The Federal Anti-Monopoly Service is conducting an unscheduled large-scale inspection of 13 container shipping companies and their subsidiaries for signs of violations of anti-monopoly legislation.
On Friday the antitrust watchdog published a list of the companies being checked, among them the subsidiaries of the world’s largest carriers, such as Maersk, Kommersant reported Monday. The checks began Feb. 11 and are scheduled to run until March 13.
The watchdog did not specify which violations it suspected but said it did not rule out the existence of coordinated actions between shipping agents.
“There is possible price fixing and market sharing between the agents based on location, clients, and the ports with which they work,” a source within the Federal Anti-Monopoly Service said in comments carried by Kommersant.
The source said the agency had “a mass of information about the market, including materials from police.”
“One of the aims of the inspections is to remind all players that in Russia this market is under careful scrutiny by government agencies,” the source said.
Unexpected inspections also took place in the shipping companies’ offices in St. Petersburg last week.
“In St.
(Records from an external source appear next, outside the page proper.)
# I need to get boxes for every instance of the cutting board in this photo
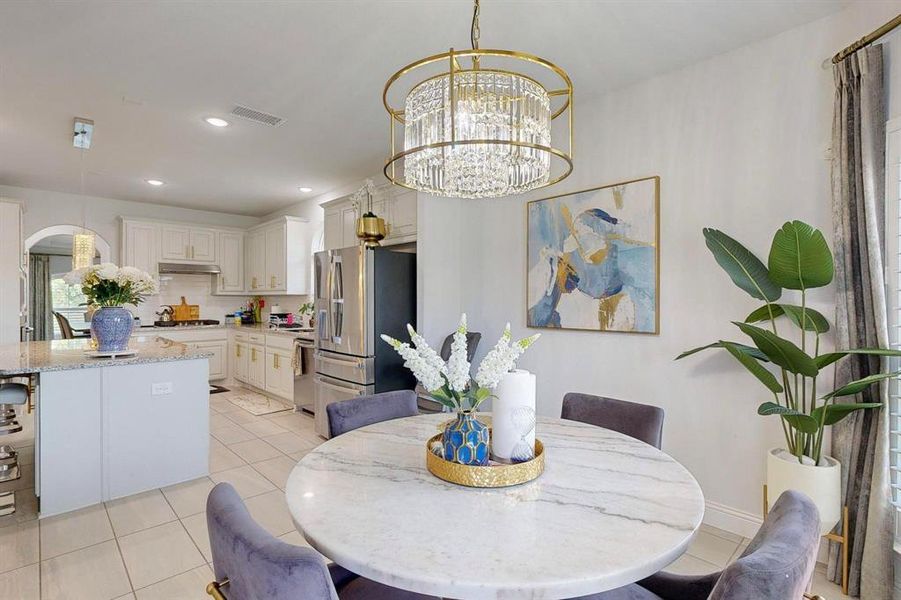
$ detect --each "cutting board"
[172,296,200,321]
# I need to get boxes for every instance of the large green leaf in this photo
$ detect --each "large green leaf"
[810,402,882,425]
[733,321,819,377]
[723,342,782,394]
[823,371,901,400]
[745,304,829,333]
[676,340,770,362]
[768,221,835,290]
[757,402,820,433]
[704,228,782,302]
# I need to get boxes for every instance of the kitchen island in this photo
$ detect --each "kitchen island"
[0,336,209,518]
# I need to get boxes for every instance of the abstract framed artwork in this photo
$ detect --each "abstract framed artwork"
[526,176,660,334]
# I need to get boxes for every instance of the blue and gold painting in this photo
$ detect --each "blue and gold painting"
[527,177,660,333]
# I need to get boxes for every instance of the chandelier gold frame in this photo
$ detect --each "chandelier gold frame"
[382,48,573,197]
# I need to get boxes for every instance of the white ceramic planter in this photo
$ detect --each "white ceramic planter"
[766,448,842,535]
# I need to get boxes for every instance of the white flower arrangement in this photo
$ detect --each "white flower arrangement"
[64,263,158,307]
[382,314,541,411]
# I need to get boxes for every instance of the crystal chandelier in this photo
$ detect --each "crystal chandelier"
[382,0,573,198]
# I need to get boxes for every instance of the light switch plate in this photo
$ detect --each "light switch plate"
[150,381,172,396]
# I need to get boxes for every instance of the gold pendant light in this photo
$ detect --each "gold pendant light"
[382,0,573,198]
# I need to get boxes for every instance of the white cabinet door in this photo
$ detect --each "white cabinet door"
[218,231,244,292]
[247,344,266,390]
[265,224,288,292]
[194,342,228,381]
[122,222,159,275]
[188,229,216,263]
[160,225,191,261]
[244,231,266,292]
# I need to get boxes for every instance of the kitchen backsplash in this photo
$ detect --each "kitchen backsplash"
[132,274,309,325]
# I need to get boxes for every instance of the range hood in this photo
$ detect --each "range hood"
[159,263,222,275]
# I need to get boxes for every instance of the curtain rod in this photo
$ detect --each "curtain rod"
[832,15,901,64]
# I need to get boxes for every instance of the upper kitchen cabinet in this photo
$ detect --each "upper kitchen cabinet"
[160,224,216,264]
[217,231,244,294]
[322,185,416,250]
[245,217,313,294]
[120,218,160,275]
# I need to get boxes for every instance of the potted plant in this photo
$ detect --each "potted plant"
[65,263,157,352]
[382,314,541,466]
[677,221,901,533]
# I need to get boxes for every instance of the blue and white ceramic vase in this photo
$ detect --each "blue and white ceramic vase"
[91,306,134,352]
[441,410,489,467]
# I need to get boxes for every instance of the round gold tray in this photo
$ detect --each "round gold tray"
[425,433,544,487]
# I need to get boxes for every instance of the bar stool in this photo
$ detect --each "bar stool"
[0,376,33,516]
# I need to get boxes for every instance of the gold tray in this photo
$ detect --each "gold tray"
[425,433,544,487]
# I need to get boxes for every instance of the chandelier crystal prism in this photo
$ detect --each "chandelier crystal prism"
[383,0,573,198]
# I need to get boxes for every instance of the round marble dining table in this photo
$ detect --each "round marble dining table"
[286,414,704,600]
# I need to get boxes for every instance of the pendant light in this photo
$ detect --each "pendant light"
[72,118,96,270]
[382,0,573,198]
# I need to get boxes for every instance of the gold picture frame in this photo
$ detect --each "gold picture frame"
[526,175,660,335]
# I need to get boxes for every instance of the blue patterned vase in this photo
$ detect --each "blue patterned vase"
[91,306,135,352]
[441,410,488,467]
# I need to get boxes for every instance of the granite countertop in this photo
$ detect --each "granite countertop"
[0,336,211,376]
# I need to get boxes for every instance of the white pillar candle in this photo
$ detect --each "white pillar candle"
[491,369,535,462]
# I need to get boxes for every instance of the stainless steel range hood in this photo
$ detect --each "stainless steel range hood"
[159,263,222,275]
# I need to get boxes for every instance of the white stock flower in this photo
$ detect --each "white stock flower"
[447,313,469,392]
[382,334,444,392]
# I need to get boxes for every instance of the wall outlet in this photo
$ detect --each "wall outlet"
[150,381,172,396]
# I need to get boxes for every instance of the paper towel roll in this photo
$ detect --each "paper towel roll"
[491,369,535,462]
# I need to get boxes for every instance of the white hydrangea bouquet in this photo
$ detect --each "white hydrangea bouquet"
[65,263,157,307]
[382,314,541,412]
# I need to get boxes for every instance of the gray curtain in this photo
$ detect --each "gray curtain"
[28,254,53,340]
[828,46,892,600]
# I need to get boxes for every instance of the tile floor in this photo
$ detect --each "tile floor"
[0,390,841,600]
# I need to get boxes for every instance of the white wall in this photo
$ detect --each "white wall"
[420,3,901,531]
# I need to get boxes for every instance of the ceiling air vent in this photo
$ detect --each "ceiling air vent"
[231,104,285,127]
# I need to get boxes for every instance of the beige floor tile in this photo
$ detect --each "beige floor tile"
[228,439,284,463]
[181,512,213,562]
[245,490,295,537]
[253,455,297,490]
[135,565,213,600]
[106,490,178,537]
[210,425,256,444]
[41,540,131,600]
[686,531,739,568]
[41,504,113,560]
[210,436,246,473]
[0,521,41,573]
[241,417,288,437]
[262,431,315,454]
[163,477,215,518]
[0,564,41,600]
[663,554,720,575]
[119,521,206,589]
[210,465,275,498]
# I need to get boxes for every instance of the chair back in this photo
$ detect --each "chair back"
[206,483,338,600]
[709,490,820,600]
[53,311,75,340]
[325,390,419,437]
[440,331,482,362]
[560,392,664,448]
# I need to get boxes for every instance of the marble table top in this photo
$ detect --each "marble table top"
[0,336,210,376]
[286,414,704,600]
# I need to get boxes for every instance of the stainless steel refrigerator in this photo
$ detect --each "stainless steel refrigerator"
[313,246,416,437]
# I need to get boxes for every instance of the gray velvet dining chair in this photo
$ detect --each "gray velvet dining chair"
[560,392,664,448]
[575,490,820,600]
[325,390,419,437]
[206,483,438,600]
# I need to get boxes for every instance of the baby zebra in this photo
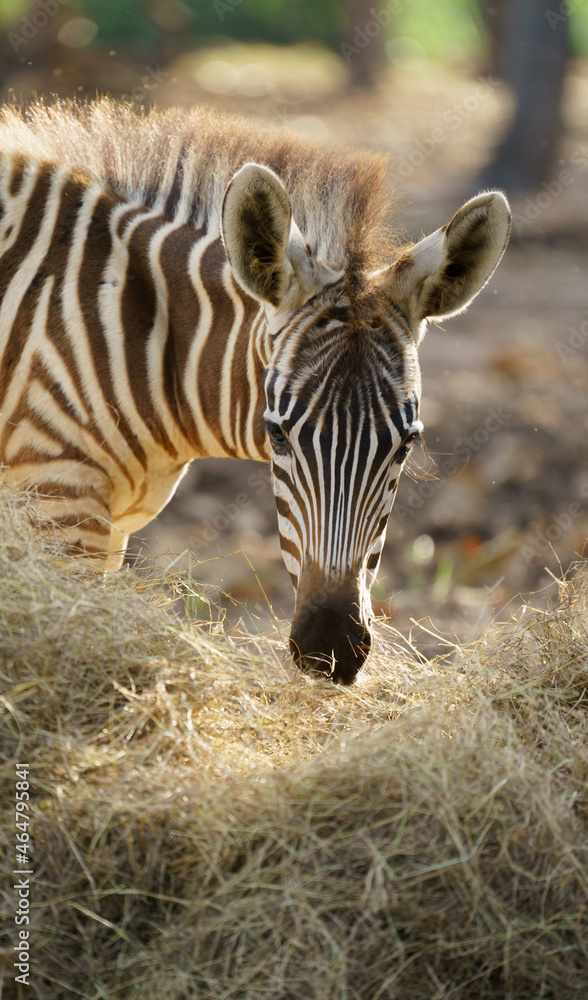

Petersburg, there was the sense that the Federal Anti-Monopoly Service's entire office that deals with cartels had arrived,” a representative of one of the companies said.
Several companies told Kommersant that the checks were likely prompted after the antitrust watchdog received information from other major market participants.
“That's one way to compete — to complain to the Federal Anti-Monopoly Service,” one company representative said.
Another source expressed suspicion over the fact that one of the biggest players on the Russian market — FESCO, a major cargo delivery service — was excluded from the inspections. Representatives at FESCO declined to not comment on the matter.
The Transportation Ministry estimates that the market for container shipping is worth about $2 billion for Russia’s exports and imports, according to Kommersant.